MINNEAPOLIS — Six weeks ago, the Minnesota Twins had the American League’s fourth-best record at 70-53, with playoff odds around 90 percent.

What followed has been arguably the biggest collapse in team history, with the Twins free-falling out of the playoff picture and being officially eliminated Friday night with two games remaining in the season.

Instead of spending this weekend scoreboard watching for playoff seeding, debating their October roster decisions and trying to avoid getting sprayed with champagne in the clubhouse, here’s a much earlier than expected look at three big-picture offseason questions facing the Twins.

Who will take the fall?

This will almost certainly be the first major question answered, perhaps as soon as Monday.

There’s no shortage of blame to spread around. To get to this point required letdowns from nearly every aspect of the Twins, from the players and coaching staff on the field to the front office and upper management off the field. But the reality is regardless of how much blame the billionaires who own the Twins deserve, there’s no mechanism for anyone to fire them.

Executive chair Joe Pohlad, and the rest of the Pohlad family’s ownership group, would need to be the ones doing the firing if longtime team president Dave St. Peter were let go from the job he’s held running the business side of the organization since 2002. That seems unlikely despite the team’s alleged monetary losses and ongoing television contract drama.

St. Peter’s counterpart handling the on-field product, president of baseball operations Derek Falvey, also appears unlikely to be fired from the position he’s held since 2017. And manager Rocco Baldelli, who falls under Falvey’s purview after being hand-picked by him to lead the dugout in 2019, is widely perceived to be safe as well.

But it’s expected that changes are coming, with several high-ranking members of the front office and coaching staff potentially in jeopardy. This team was too bad for too long, and on too many fronts, to think they could avoid that, regardless of whether the names involved satiate the angriest segment of the fan base.

Is the payroll dropping again?

Shortly after last season’s playoff run ended, Twins officials indicated the payroll would drop in 2024, putting in motion the step-by-step dismantling of roster quality and fan morale culminating in this mess 10 months later.
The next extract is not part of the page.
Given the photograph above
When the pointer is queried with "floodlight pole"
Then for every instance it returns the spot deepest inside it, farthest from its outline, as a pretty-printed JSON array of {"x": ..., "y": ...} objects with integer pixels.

Slashing payroll by $30 million directly led to the front office’s low-wattage and largely unsuccessful offseason moves, as well as a trade deadline that provided zero help. While it would be nice — and some might argue, smart and logical — for ownership to recognize the damage they did and reverse course with a payroll increase to 2023 levels, that’s wishful thinking.

Revenues are well short of the team’s internal projections because Target Field attendance is about 300,000 lower than they hoped, the TV situation hasn’t improved and there won’t be any money from playoff games. If the Twins were willing to wreck last season’s goodwill and fan excitement over $30 million, it stands to reason more cuts could be coming.

Barring a shocking change of direction, and heart, by ownership, the best fans can probably hope for is a similar payroll for 2025. That would equal around $130 million to spend, leaving the front office with little wiggle room given the current roster — with guaranteed contracts, arbitration raises and free-agent departures — is projected to make at least $125 million as is.

That may mean any sizable salaries being added would require comparable salaries being shed, either via non-tendering arbitration-eligible players or trading veterans. And if the Twins do as many fans no doubt fear, and lower payroll even further, then the front office may be forced to shed salaries just to get under their new self-imposed limitations.

Which core players could be moved?

This is where the payroll question leads to real consequences. If the front office is given $130 million to work with again, and especially if ownership forces them to cut payroll further, core veterans are the likely casualties.

There aren’t many methods to shed major payroll, because the Twins have only five players guaranteed more than $5 million in 2025. Carlos Correa ($37.33 million), Pablo López ($21.75 million), Byron Buxton ($15.1 million), Christian Vázquez ($10 million) and Chris Paddack ($7.5 million) are owed a combined $91.7 million, and Correa and Buxton have no-trade clauses.

Max Kepler ($10 million), Kyle Farmer ($6 million), Carlos Santana ($5.25 million), Manuel Margot ($4 million) and Anthony DeSclafani ($4 million) will be coming off the books as free agents, but that’s already accounted for in 2025 projections. And none of the many arbitration-eligible players (such as Joe Ryan, Bailey Ober and Willi Castro) are in line for huge raises yet.

All of which seemingly points to Vázquez and Paddack as the most logical veterans to be on the move for payroll-trimming purposes, and it’s possible the Twins would have to eat some money to facilitate a deal. Still, the Twins have Ryan Jeffers to catch and Simeon Woods Richardson, Zebby Matthews and David Festa have emerged as minimum-salaried rotation options.

Another possibility, not driven by payroll, is the Twins trading inexpensive young players to reshape the core. Ober, Ryan and Jhoan Duran will draw strong interest if shopped, and the Twins’ infield depth surrounding Correa could make one or more of Royce Lewis, Brooks Lee, Edouard Julien, Jose Miranda and top-100 prospect Luke Keaschall available for the right price.